If you remove the trim for reinstallation you'll have to accomodate the extra thickness added to the wall surface, probably by ripping strips of oak filler, stained and varnished to match existing. These fillers will go between the trim and door/window jambs. 

If you don't remove the trim the edge will get burried against the edge of the new drywall, thus making the trim appear thin.

If you remove the base caps but not the base boards, replacing the caps will leave them sticking out from the baseboard. Of course you could also remove the baseboards, but then you must also remove casings, plinth blocks... everything but jambs. Then you'll have to recut the length of base boards and caps, as the room will be slightly smaller.

Are there any crown or picture moldings?

If the contract is to do drywall, you should seriously consider your approach and renegotiate if necessary. If the contract is simply to repair the walls, there's a better way.

The plaster is probably 3/8" thick. For any areas where the plaster is falling from the lath, cut a piece of drywall a little larger than the area. Hold the piece of drywall against the loose area (a few screws to hold it in place) and cut around it with your utility knife. Remove the plaster and replace it with the piece of drywall. 

Where the plaster is cracked but still attached to the lath, you can open the cracks with a utility knife (or nail or whatever) then fill the cracks with EasySand 90. Then use fiberglass mesh tape and a couple of coats of your prefered compound. I like Plus 3 for this purpose. Treat the edges around drywall patches the same as cracks.

If you're good with a taping knife you probably won't need to sand at all, just wipe it with a damp sponge. 

Another similar option is to follow the same procedure but use the wide roll of fiberglass mesh and cover, then skim coat, the entire wall. 

One thing to keep in mind is that old plaster is what it is and you can't change that. Cladding it in drywall will change the room dimentions, thus affecting that nice oak trim in one way or another, depending on your approach. 

Personally, I like old walls. If the customer is looking for perfection your best bet is to remove the plaster and lath, replacing it with 5/8" drywall. The second best option is to remove just the plaster and replace it with 3/8" drywall. But if the customer is not looking for perfection, or likes old walls, consider yourself lucky. Patch, fiberglass tape, skim, PRIME! and paint.


----------



## AtlanticWBConst (Mar 29, 2006)

Ted W said:


> If you remove the trim for reinstallation you'll have to accomodate the extra thickness added to the wall surface, probably by ripping strips of oak filler, stained and varnished to match existing.

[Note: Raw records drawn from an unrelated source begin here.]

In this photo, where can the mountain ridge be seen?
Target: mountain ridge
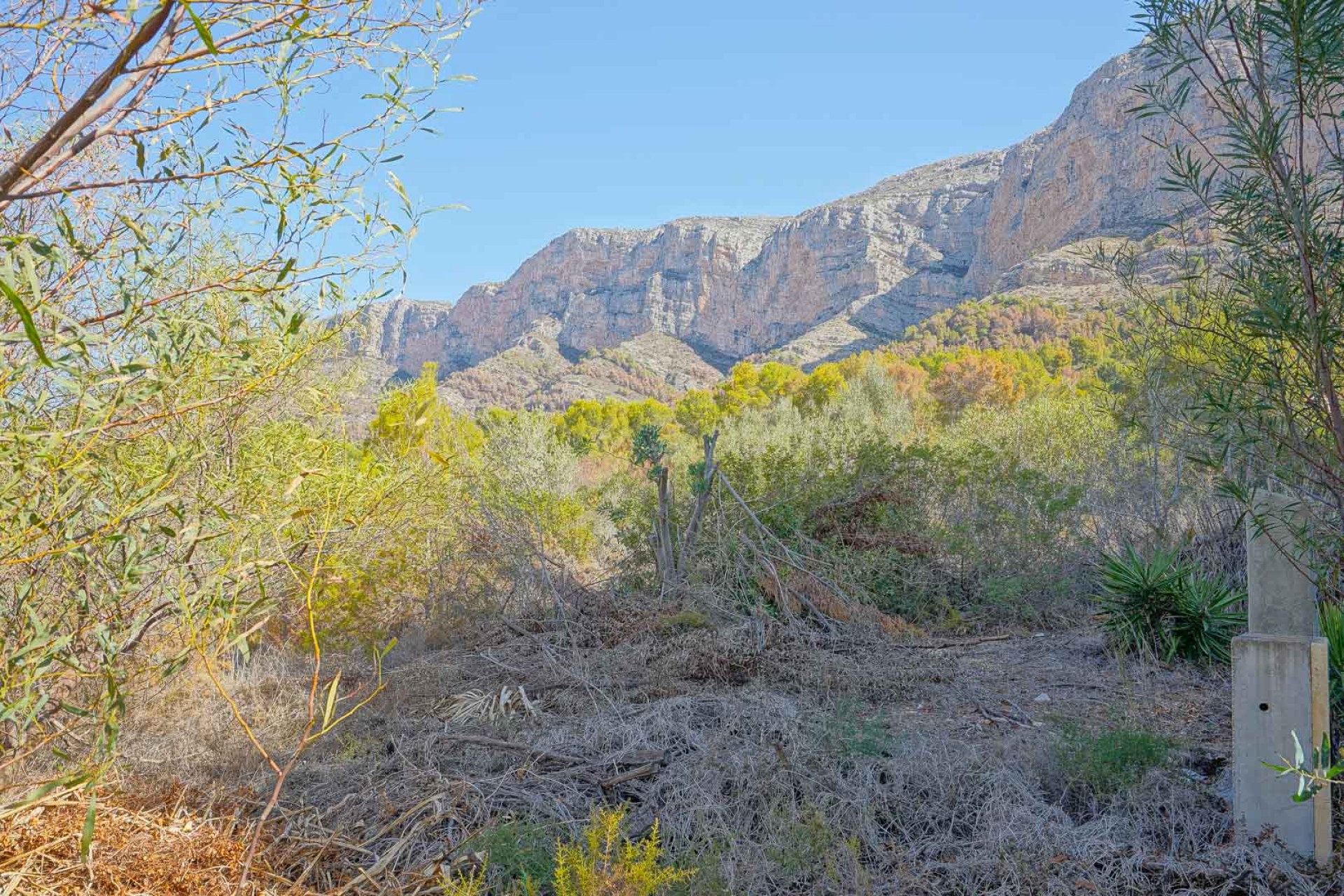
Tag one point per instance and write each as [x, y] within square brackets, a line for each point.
[835, 279]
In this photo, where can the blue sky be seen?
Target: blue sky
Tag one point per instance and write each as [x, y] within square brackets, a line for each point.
[626, 113]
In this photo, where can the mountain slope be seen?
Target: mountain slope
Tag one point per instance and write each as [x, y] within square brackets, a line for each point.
[832, 280]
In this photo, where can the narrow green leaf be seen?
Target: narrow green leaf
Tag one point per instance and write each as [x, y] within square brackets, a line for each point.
[202, 30]
[30, 328]
[331, 703]
[86, 834]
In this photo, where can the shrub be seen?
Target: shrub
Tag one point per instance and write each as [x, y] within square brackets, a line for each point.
[521, 856]
[848, 731]
[1160, 605]
[1101, 764]
[608, 864]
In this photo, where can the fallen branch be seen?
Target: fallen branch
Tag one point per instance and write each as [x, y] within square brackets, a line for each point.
[643, 771]
[969, 643]
[514, 747]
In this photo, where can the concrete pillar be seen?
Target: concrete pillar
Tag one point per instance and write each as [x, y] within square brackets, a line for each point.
[1280, 685]
[1281, 599]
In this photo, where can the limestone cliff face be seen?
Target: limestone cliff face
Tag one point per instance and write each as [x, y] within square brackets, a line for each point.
[1093, 172]
[857, 270]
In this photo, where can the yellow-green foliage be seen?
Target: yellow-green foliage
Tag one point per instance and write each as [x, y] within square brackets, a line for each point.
[473, 883]
[608, 864]
[414, 418]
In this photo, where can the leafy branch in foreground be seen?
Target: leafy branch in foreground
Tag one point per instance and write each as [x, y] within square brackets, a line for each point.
[1250, 92]
[175, 211]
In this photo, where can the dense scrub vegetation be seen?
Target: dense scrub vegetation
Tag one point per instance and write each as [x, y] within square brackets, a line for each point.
[734, 599]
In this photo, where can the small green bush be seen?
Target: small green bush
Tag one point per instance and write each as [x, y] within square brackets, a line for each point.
[850, 732]
[1163, 606]
[1098, 764]
[522, 855]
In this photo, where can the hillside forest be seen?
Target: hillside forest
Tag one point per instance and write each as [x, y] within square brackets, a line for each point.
[952, 615]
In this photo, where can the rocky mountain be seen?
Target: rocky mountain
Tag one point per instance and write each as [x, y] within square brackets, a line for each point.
[647, 312]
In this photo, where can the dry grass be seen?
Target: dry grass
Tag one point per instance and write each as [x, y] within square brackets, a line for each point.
[141, 848]
[777, 760]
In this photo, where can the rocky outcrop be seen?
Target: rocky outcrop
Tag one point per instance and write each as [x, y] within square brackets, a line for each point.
[832, 280]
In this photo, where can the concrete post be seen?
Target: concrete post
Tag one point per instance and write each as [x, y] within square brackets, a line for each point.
[1281, 599]
[1280, 688]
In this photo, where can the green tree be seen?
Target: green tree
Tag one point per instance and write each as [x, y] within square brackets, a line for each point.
[1252, 343]
[168, 230]
[820, 388]
[698, 413]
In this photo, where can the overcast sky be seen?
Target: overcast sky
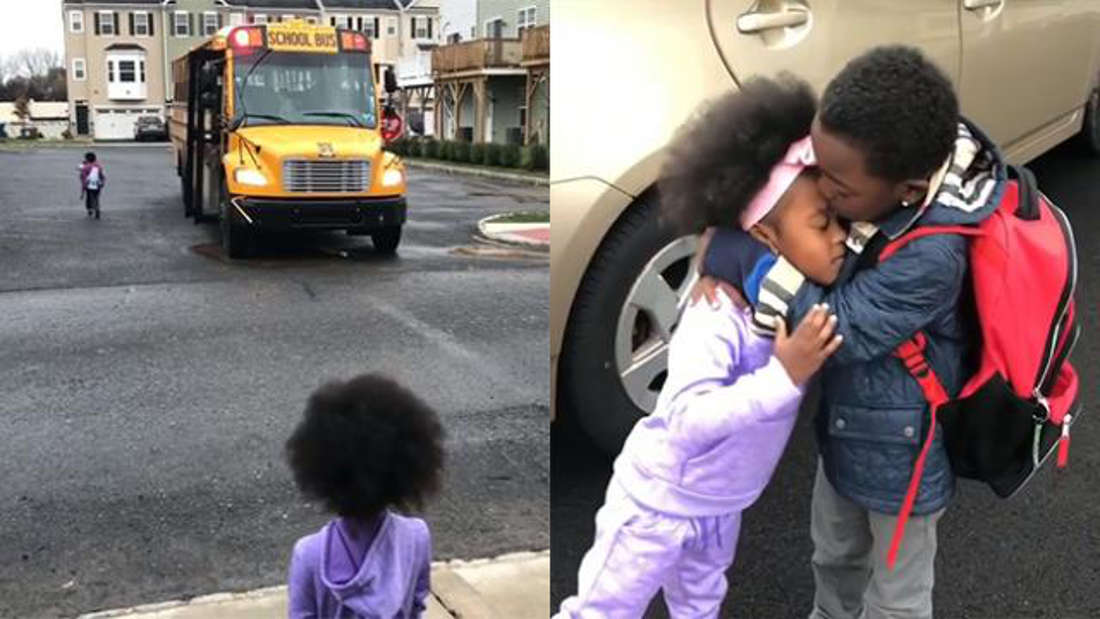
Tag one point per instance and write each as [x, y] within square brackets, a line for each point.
[37, 24]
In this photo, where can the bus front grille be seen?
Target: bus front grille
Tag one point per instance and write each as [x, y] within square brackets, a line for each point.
[330, 176]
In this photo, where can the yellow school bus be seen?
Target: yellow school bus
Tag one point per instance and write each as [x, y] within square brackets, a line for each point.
[278, 126]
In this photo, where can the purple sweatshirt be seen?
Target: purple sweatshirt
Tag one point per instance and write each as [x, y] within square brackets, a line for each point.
[377, 571]
[722, 420]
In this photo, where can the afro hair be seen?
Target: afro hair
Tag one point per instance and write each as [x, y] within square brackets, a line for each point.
[897, 107]
[366, 444]
[724, 154]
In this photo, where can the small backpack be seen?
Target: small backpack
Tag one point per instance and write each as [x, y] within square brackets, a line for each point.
[91, 181]
[1021, 402]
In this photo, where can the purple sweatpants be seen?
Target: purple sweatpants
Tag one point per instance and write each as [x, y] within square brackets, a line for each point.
[638, 551]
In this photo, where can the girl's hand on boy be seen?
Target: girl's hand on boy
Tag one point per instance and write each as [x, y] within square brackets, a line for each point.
[803, 352]
[708, 287]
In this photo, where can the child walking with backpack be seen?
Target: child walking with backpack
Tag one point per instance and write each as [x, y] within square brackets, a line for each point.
[92, 180]
[366, 449]
[672, 512]
[895, 156]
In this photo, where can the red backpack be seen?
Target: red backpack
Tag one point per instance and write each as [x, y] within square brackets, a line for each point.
[1022, 400]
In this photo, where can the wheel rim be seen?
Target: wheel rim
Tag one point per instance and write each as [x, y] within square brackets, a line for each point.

These fillers will go between the trim and door/window jambs.
> 
> If you don't remove the trim the edge will get burried against the edge of the new drywall, thus making the trim appear thin.
> 
> ...




I think he is only doing the drywall (look at his trade description under his name).


----------



## Second Look (Jan 13, 2007)

Break off the crumbling areas, and buy a few hundred plaster repair washers to secure the areas which are simply loose. The suggestion to fit a piece of drywall into the voids is a great idea. I've also had success with patching plaster as a scratch coat, then fininshing with plaster of paris.


----------



## Ted W (Jan 7, 2007)

AtlanticWBConst said:


> I think he is only doing the drywall (look at his trade description under his name).


Yep, it says drywall, finishing and painting. Doesn't mean he can't repair plaster. I'm a carpenter but it doesn't mean I can't do anything else. 

Also, I can spot drywall cladding a mile away, even with painted trim. Sometimes it's the right thing to do, other times it's considered hack work. Different situations call for different solutions. I offered one solution, you offered another.


----------



## Frankawitz (Jun 17, 2006)

the way I would do this job is remove all loose plaster renail wood lath then basecoat wood lath then 2nd coat then plaster to the surface of the wall, all that drywall over the plaster allot of extra work. for the time it will take to remove all the oak trim without breaking it, I would plaster. good luck.


----------